O fotoğrafın tamamlayıcı karelerinde Rabia yapıp köprüye akın eden ünlülerin sefaleti vardır, İslamcı derneklerin diline hapsolmuş pankartlar vardır, patronlara işçiler grev yapmasın diye OHAL’i kullanıyoruz cümlesi vardır. Saray, son bir yılda sırf ayakta kalmak adına sermayenin her kesimine taviz vermiştir, en çok emekçileri mağdur etmiştir. Bahçeli ile Perinçek’e aynı anda şirin görünecek bir söylem benimseyerek anti-emperyalizmin ve ulusalcılığın içini boşaltmıştır. Fethullahçılardan boşalan yerlere göz koyan tarikat ve cemaatlere yol vererek yeni FETÖ’lerin oluşma ihtimalini tetiklemiştir. Tüm bu kareler yan yana geldiğinde karşınıza çıkan tabloyu hamasetle, nefretle, düşmanlaştırma ile parlatamazsınız.

Liberal açmaz
Kanlı darbe girişimi akabinde kendini demokrat ya da liberal olarak tanımlayanlar darbenin bastırılmasını demokrasi için ‘tarihi bir fırsat’ olarak görme eğilimindeydi. O cenahta genel kanı, sermaye-bürokrasi-siyaset üçgeninde oluşan yeni bir ittifakın demokratik restorasyonu sağlayacak potansiyele sahip olduğuydu. AKP ‘fabrika ayarlarına’ dönerse, CHP ve HDP iktidara sert eleştirilerini paranteze alırsa sorun çözülebilirdi! Ne Fethullahçılarla AKP arasındaki uzun soluklu ittifakı hatırlamak istiyorlardı ne de Siyasal İslamcılığın anti-demokratik karakterini. Memleket tarihi ve siyasetini okumaktan uzak bu ortayolculuk anaakım medya destekli bir propaganda ile zihinleri fena halde bulandırdı. “Yenikapı ruhu” olarak tanımlanan ve Erdoğan’ın meşruiyet arayışına destek ile darbe karşıtlığı arasındaki açıyı kapatan vahim bir hatanın başlangıcı oldu. Halbuki ana muhalefet darbecilerin Siyasal İslamcı kimliğinin altını çizerek darbe girişiminin AKP’den çok seküler demokratik güçleri hedef aldığını inatla söylemeliydi ama doğru pozisyon almakta gecikti.

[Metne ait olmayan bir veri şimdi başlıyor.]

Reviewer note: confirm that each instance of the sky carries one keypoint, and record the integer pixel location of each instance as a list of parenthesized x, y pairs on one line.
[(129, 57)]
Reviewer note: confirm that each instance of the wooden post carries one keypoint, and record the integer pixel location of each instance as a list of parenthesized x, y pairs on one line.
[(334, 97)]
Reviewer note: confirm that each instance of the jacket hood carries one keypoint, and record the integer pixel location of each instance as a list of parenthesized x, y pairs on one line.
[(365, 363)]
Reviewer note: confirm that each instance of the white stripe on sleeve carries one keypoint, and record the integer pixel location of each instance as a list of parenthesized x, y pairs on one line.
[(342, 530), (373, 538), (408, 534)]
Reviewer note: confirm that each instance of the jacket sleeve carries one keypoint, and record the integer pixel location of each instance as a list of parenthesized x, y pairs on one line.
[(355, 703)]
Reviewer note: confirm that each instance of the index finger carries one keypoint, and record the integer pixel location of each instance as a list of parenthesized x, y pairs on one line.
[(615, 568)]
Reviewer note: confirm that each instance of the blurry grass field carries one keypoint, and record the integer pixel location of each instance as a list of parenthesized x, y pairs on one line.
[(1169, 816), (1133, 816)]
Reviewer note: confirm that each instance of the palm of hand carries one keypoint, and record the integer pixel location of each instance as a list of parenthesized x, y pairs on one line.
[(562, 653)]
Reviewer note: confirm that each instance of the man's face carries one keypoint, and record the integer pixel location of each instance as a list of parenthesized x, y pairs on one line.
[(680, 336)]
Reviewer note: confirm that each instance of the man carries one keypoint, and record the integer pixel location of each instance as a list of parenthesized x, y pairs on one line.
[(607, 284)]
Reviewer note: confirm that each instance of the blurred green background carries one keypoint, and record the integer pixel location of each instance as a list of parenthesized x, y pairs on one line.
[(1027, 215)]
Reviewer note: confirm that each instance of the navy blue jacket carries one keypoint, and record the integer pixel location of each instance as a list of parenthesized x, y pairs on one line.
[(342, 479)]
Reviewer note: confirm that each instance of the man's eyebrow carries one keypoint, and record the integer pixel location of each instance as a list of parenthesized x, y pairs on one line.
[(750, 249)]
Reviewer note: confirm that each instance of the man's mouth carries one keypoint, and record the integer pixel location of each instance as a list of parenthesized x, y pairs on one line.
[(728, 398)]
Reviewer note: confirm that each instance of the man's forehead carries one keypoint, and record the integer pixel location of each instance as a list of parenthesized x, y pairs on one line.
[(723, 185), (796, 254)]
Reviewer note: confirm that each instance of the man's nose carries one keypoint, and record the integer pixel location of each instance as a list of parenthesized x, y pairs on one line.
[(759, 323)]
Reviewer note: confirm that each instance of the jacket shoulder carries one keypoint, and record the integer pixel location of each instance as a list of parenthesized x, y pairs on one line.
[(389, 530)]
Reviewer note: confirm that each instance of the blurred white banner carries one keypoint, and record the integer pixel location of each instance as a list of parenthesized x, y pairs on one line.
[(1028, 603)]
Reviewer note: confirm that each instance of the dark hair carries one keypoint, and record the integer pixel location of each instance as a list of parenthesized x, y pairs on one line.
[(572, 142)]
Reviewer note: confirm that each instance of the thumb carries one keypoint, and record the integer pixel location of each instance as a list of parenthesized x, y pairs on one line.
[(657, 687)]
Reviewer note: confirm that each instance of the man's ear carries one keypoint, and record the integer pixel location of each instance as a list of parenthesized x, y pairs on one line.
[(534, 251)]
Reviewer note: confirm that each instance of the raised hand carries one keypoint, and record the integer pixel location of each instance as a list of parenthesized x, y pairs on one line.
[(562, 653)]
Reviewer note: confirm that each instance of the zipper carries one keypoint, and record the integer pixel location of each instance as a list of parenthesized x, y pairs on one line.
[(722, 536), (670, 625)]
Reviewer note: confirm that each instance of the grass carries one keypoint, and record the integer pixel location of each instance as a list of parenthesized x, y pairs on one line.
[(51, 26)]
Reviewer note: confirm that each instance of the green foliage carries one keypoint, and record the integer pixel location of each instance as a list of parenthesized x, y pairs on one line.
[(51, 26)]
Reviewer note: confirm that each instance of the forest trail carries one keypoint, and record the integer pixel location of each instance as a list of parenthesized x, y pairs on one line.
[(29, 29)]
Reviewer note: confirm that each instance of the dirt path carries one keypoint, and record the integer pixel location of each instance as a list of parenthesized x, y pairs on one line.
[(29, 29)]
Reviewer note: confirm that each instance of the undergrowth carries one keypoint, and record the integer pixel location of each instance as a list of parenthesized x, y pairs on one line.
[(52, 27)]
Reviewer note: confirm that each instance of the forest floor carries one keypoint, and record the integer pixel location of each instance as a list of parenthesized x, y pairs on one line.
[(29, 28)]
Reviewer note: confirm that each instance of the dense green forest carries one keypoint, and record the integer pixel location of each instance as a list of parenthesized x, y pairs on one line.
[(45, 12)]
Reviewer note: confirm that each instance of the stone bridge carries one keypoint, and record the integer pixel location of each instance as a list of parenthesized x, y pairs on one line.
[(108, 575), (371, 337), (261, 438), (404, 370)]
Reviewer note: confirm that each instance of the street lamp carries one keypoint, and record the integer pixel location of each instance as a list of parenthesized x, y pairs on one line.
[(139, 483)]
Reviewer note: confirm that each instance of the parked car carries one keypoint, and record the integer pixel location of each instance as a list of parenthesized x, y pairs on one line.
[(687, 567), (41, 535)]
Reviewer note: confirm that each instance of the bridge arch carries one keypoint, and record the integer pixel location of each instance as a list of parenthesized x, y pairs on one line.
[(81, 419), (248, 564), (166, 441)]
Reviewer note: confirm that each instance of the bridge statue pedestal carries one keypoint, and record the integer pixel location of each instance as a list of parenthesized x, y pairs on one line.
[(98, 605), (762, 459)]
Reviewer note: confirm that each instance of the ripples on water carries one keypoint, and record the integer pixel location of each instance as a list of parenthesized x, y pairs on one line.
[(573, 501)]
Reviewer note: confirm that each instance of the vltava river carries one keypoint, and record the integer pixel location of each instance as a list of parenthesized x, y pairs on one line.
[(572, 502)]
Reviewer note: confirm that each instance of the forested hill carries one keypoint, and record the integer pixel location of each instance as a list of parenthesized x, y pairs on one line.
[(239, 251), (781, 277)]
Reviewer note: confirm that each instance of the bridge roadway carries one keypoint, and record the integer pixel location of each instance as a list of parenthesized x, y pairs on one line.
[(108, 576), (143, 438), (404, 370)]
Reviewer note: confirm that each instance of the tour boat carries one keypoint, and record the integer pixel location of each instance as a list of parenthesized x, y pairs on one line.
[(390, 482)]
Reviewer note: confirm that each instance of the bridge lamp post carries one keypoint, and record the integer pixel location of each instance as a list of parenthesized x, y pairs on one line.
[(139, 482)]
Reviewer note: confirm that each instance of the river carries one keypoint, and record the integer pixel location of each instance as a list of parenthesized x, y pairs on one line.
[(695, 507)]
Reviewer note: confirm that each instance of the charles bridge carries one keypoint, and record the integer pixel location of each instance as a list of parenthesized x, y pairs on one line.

Sol güçlerin büyük bir bölümü liberal tezlerin aksine daha OHAL ilan edilmeden AKP iktidarı ile demokrasiye dönüşün mümkün olmadığını ifade ediyordu. İktidarın ideolojik omurgası ve Saray’ın stratejisi demokratik bir restorasyonu imkansız kılıyordu çünkü. Üstelik muhalefetin katılmaya zorlandığı ‘ruh’ aslında onu asimile etmenin, asimile edemediği taktirde de yok etmenin süslü adıydı. Bir yıl sonra bu gerçek tüm çıplaklığıyla gözler önüne serildiğinde kendini liberal olarak tanımlayanların hala aynı safsatayı tekrarlaması ise politik körlük ile terif edilemez artık. Türkiye’nin liberallerinin büyük bir kısmı sol nefreti nedeniyle gerçeği bozan, kitleleri sinizme davet eden koronun güdük misafirlerinden ibaret.

Maltepe etkisi
15 Temmuz yıldönümüne aslen damgasını vuran Adalet Yürüyüşü’dür. O nedenle AKP Genel Başkanı’nın darbe girişiminin yıldönümünde ana muhalefet liderine dair sarf ettiği ifadeler yalnızca Saray’ın gerginlik ve nefretten beslenmesinin doğal bir sonucu değil. Tam aksine Adalet Yürüyüşü ve ardında Maltepe’deki Adalet Mitingi’nde belirginleşen tablonun iktidarın tüm katmanlarında yarattığı rahatsızlığın bir yansıması. Kitle desteğinden uzak, özgüvenini yitirmiş, kendi içinde kavgalı bir muhalefet yerine iktidar blokunun açmazlarını ifşa eden, kitlesel gücünü meydanlara taşıyabilen ve tabanına cesaret veren bir muhalefet en çok AKP Genel Başkanını ve iktidarın stepnesi Bahçeli MHP’sini zora sokmuştur. İktidar bu durumdan kurtulmak için CHP etrafında biriken enerjiyi dağıtmayı ve parti içindeki fay hatlarını oynatmayı deneyecektir. Erdoğan’ın CD göndermesi, Kılıçdaroğlu’nu korkaklıkla itham ederken CHP’li vekilleri övmesi bundandır. Fakat toplumun demokratik ilerici güçleri, direngen ve dinamik olduğu müddetçe toplumsal muhalefetin çıtasını aşağıya düşürmek mümkün değildir.

Unutmayalım bugün geldiğimiz noktada iktidar blokunun ‘geri adım’ atma ihtimali yoktur. Saray rejiminin tamamen tesis edilemediğini gördükleri için saldırıları devam edecektir. Bu nedenle demokratik muhalefetin de geri adım atma lüksü yoktur. Zira ileriye dönük hamle yapılmaması durumunda iktidar muhalefeti tamamen tasfiye etmek isteyecektir. Toplumun ilerici güçleri, basit bir restorasyonu değil hasar görmüş cumhuriyeti sol değerlerle yeniden kurmayı hedeflemelidir. Bunun ön koşulu ise doğru zamanda kitlesel dalganın içine girerek duyguları politikleştirme, umudu örgütleme ve dönüştürücü olma iradesini gösterebilmektir.